Pre-Chicana Movement Leaders

A significant key figure before the Chicana movement of the 1960s and 1970s was Josefina Fierro. She was a key leader in the LA Mexican community and, in 1939, was the national secretary in the first ever national Latino civil rights organization (Cervantes). She stated that Latina women faced many problems that ran deep such as discrimination in jobs, migratory problems, and schooling (Ruiz 97). Luisa Moreno also played an important role in the 1940s, especially in the 1940 conference of the American Committee for the Protection of the Foreign Born (ACPFB), she used the metaphor "Caravan of Sorrow" to present the lives of Mexican migrant workers (Ruiz 97). Both feminists acted as founding leaders to future generations of Chicana feminism.

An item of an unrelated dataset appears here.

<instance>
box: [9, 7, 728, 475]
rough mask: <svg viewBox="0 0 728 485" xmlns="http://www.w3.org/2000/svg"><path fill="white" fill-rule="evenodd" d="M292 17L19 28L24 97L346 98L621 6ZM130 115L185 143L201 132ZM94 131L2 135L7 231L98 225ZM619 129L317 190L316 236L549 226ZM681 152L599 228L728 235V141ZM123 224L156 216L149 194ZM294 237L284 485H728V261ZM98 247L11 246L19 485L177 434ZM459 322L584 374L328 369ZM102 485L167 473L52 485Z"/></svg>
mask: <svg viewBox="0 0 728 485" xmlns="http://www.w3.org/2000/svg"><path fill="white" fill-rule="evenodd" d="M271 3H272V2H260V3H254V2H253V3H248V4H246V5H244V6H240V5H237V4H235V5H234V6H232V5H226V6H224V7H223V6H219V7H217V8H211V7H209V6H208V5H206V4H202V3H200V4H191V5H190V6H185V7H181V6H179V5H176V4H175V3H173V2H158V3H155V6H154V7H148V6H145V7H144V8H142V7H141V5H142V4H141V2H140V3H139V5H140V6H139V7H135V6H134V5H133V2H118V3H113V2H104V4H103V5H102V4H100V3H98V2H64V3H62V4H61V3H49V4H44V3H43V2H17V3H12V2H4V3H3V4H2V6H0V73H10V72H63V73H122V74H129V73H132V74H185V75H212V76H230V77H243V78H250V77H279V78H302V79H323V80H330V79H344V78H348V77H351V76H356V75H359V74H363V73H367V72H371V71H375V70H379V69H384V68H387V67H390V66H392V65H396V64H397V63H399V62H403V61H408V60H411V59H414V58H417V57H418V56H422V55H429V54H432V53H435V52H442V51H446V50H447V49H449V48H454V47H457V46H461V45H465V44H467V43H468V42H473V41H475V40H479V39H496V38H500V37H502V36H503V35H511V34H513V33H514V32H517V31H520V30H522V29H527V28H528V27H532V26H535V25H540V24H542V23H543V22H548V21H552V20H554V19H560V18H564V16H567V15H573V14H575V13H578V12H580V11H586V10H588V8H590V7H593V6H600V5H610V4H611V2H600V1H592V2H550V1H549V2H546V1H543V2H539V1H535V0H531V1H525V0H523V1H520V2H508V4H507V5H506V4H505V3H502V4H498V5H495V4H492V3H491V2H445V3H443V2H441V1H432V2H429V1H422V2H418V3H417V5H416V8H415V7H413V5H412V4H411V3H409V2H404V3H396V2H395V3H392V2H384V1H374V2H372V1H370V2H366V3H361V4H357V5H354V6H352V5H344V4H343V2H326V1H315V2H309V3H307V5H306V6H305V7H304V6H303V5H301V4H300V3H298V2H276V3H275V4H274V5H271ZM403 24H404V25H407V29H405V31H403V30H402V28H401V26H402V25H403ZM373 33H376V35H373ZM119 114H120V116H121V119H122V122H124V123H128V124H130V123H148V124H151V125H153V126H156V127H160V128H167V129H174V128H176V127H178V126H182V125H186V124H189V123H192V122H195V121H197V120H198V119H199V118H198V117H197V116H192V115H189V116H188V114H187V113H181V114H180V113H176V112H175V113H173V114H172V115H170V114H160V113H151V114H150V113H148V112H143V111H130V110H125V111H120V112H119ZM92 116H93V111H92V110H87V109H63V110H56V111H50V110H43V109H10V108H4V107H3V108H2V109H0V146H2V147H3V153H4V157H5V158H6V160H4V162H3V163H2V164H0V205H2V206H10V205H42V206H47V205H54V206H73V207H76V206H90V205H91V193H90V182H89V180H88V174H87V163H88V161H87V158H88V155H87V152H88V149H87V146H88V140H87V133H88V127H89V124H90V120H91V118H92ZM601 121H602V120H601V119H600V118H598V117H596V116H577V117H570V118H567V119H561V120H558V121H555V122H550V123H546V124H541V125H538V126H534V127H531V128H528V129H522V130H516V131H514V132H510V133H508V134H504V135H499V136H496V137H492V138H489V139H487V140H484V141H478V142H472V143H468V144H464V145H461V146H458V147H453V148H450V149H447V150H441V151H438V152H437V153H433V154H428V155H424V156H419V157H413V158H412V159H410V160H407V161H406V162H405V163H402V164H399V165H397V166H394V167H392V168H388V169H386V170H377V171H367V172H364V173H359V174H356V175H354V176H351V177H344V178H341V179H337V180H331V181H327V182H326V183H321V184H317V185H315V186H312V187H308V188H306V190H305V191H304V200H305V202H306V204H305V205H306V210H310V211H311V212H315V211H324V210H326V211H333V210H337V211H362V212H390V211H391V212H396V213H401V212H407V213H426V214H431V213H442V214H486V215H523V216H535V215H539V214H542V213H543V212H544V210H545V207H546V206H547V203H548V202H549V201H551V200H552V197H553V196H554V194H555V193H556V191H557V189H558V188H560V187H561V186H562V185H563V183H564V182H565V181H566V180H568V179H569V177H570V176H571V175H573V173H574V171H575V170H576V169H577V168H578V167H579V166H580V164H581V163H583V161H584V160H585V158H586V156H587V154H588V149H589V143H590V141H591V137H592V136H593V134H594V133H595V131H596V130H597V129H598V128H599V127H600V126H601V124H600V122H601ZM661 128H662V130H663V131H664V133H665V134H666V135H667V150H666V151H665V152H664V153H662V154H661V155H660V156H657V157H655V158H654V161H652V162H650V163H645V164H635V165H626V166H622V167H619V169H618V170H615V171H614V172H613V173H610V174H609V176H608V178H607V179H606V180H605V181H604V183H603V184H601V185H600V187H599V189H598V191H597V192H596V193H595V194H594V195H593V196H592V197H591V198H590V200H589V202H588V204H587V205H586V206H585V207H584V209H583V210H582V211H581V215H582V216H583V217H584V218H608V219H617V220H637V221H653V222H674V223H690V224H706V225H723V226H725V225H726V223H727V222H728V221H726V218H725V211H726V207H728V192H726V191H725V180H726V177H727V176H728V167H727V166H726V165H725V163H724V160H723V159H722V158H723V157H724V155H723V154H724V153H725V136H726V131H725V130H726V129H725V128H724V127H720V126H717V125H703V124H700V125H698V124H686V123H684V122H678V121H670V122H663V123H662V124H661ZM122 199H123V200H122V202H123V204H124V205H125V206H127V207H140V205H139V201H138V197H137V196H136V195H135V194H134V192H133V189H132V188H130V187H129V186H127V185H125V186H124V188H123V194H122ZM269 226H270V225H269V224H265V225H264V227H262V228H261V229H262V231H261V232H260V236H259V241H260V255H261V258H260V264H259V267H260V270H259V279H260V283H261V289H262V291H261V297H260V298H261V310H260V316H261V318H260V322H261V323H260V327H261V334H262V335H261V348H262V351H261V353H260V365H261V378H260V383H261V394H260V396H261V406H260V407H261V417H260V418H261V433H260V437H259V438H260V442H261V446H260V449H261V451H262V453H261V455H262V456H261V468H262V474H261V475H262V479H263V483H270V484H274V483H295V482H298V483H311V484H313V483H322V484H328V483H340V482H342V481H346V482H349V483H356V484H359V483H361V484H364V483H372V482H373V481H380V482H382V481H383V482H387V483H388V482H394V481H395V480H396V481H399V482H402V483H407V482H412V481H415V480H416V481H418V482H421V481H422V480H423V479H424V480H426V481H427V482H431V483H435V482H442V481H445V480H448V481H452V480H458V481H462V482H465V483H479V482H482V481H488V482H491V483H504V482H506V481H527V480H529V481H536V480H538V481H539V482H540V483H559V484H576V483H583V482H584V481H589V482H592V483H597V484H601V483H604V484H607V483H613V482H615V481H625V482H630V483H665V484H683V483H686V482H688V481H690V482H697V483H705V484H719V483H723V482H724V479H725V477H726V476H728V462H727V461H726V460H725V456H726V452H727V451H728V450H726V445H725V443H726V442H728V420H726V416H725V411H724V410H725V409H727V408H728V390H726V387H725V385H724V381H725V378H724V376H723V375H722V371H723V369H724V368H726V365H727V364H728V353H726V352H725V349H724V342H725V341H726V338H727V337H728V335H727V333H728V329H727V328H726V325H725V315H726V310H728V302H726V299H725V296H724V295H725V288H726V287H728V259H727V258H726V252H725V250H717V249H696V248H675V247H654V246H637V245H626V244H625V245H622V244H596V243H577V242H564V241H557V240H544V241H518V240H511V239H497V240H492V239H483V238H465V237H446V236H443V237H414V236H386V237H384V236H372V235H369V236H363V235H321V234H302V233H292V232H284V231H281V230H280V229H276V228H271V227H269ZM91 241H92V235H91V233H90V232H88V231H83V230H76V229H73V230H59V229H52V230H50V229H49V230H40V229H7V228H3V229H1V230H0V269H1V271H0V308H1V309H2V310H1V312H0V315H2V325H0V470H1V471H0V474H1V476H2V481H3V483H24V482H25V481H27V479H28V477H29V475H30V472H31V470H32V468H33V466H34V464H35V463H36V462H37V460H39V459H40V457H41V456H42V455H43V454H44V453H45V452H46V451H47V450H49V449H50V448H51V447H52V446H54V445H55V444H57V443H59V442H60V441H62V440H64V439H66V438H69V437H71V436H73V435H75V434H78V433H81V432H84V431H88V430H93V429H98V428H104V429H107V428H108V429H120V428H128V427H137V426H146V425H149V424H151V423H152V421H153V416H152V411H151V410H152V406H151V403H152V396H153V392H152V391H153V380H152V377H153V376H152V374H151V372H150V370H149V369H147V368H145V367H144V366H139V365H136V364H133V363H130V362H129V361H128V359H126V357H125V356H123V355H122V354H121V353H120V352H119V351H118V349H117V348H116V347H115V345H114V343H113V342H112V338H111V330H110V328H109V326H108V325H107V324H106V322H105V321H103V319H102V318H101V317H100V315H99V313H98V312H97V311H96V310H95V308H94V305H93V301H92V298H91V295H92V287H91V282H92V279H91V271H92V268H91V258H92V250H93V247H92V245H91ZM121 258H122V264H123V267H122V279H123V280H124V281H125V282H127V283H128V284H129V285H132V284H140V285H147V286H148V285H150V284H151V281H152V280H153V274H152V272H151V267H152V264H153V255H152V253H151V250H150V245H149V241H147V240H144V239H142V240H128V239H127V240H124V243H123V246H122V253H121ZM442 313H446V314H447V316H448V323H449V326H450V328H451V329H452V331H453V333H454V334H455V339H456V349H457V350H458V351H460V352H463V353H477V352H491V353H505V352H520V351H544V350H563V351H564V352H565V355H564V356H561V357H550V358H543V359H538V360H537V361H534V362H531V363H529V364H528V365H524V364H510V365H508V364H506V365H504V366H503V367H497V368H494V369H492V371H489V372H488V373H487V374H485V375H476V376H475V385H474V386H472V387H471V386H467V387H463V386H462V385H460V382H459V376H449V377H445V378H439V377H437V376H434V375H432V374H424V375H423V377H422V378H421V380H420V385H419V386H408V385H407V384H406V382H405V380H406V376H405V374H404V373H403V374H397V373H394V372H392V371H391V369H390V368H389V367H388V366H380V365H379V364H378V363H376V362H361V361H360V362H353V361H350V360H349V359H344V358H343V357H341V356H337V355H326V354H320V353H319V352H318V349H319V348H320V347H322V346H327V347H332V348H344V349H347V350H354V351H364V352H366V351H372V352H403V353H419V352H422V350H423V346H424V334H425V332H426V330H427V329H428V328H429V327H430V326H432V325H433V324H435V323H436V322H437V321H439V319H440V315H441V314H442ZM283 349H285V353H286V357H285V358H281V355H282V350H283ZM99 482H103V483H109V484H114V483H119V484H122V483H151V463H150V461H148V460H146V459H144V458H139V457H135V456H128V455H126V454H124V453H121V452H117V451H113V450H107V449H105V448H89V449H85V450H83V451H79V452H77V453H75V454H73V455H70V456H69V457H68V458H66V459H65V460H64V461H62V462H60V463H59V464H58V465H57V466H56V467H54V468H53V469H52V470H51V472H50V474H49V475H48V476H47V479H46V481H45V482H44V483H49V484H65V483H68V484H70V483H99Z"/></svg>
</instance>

In “From Out of the Shadows: Mexican Women in Twentieth-Century America,” Vicki Ruiz quotes a portion of Luisa Moreno’s presentation at the 1940 conference,

Long before The Grapes of Wrath had ripened in California's vineyards a people lived on highways, under trees or tents, in shacks or railroad sections, picking crops—cottons, fruits, vegetables, cultivating sugar beets, building railroads and dams, making barren land fertile for new crops and greater riches.

These people are not aliens. They have contributed their endurance, sacrifices, youth and labor to the Southwest. Indirectly, they have paid more taxes than all the stockholders of California's industrialized agriculture, the sugar companies and the large cotton interests, that operate or have operated with the labor of Mexican workers (Ruiz 97).